Ron Yurko (Carnegie Mellon University), Zach Branson (Carnegie Mellon University)
Abstract
Background. Data visualization is a core part of statistical practice and is ubiquitous in many fields. One of the ten goals in the GAISE College Report is that students “should be able to produce graphical displays and numerical summaries and interpret what graphs do and do not reveal.” Although there are numerous books on data visualization, instructors in statistics and data science may be unsure how to teach data visualization, because it is such a broad discipline. To give guidance on teaching data visualization from a statistical perspective, we make two contributions. First, we conduct a survey of data visualization courses at top 150 colleges and universities in the United States, in order to understand the landscape of data visualization courses. Second, we outline three teaching principles for incorporating statistical inference in data visualization courses, and provide several examples that demonstrate how instructors can follow these principles. The dataset from our survey allows others to explore the diversity of data visualization courses, and our teaching principles give guidance to instructors and departments who want to encourage statistical thinking via data visualization. In this way, statistics-related departments can provide a valuable perspective on data visualization that is unique to current course offerings.

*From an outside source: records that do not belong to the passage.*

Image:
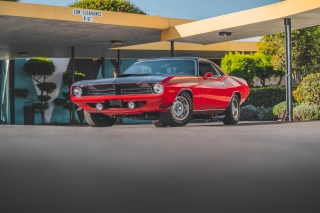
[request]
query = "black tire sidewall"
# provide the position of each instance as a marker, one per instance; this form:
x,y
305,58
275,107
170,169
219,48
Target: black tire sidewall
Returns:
x,y
168,118
229,119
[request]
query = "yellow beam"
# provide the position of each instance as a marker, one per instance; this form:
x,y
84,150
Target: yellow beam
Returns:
x,y
257,15
224,46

Methods. We conduct a survey of data visualization courses at top 150 universities and colleges. We search online course catalogs (in Fall 2022 or Spring 2023) for keywords and then identify courses that are primarily focused on data visualization based on available course descriptions and materials. For each course, we gather several pieces of information including: academic level, department in which the course was taught, any listed software, and whether they mention ten different statistical topics to gauge the level of statistical content included in data visualization courses.

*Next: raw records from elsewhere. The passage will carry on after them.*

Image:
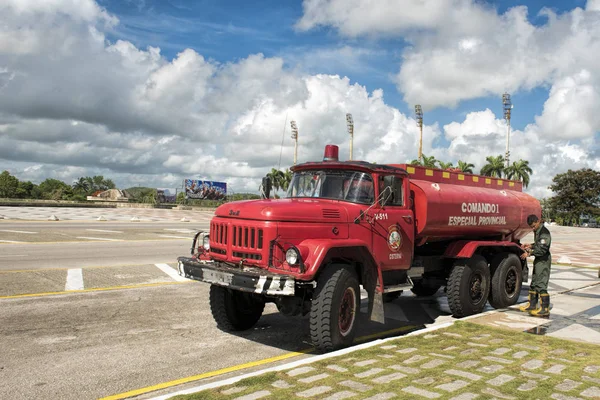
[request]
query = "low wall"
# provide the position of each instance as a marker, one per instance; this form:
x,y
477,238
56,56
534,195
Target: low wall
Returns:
x,y
90,204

Findings. We find that data visualization is taught across many colleges and universities, but most of these courses are not taught by statistics and data science departments. Furthermore, most data visualization courses do not emphasize key aspects of statistical thinking (testing, uncertainty quantification, and modeling), and instead focus on topics unique to particular disciplines (e.g. storytelling, visual design or specialized software). We make our survey dataset publicly available (https://cmustatistics.github.io/data-repository/social/data-viz-survey.html) for instructors who want to glean further insights about data visualization courses, or use it as an example dataset in their own courses.

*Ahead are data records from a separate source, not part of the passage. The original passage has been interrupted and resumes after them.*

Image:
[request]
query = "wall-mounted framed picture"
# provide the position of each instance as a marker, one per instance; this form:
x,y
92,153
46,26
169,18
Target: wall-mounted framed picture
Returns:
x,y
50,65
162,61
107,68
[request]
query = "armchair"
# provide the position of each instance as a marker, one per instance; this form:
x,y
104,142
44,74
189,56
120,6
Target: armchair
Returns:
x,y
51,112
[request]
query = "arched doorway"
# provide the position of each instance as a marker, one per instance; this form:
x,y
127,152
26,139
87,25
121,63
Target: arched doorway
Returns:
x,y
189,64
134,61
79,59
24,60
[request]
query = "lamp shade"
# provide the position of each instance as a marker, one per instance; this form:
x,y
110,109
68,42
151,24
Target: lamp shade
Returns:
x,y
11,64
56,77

Implications For Teaching and For Research. Our survey suggests that key aspects of statistical thinking—inference and modeling—are not emphasized in many data visualization courses. Thus, we clarify how to teach data visualization in a way that encourages statistical thinking and highlights how inferential tools can enhance visualizations. In particular, we outline three statistical principles for teaching data visualization: (1) graphs should be complemented with inference, (2) graphs are estimates and statistics, and (3) graphs can be used to motivate, teach, and interpret statistical analyses. We illustrate these principles using examples from our undergraduate data visualization course at Carnegie Mellon University.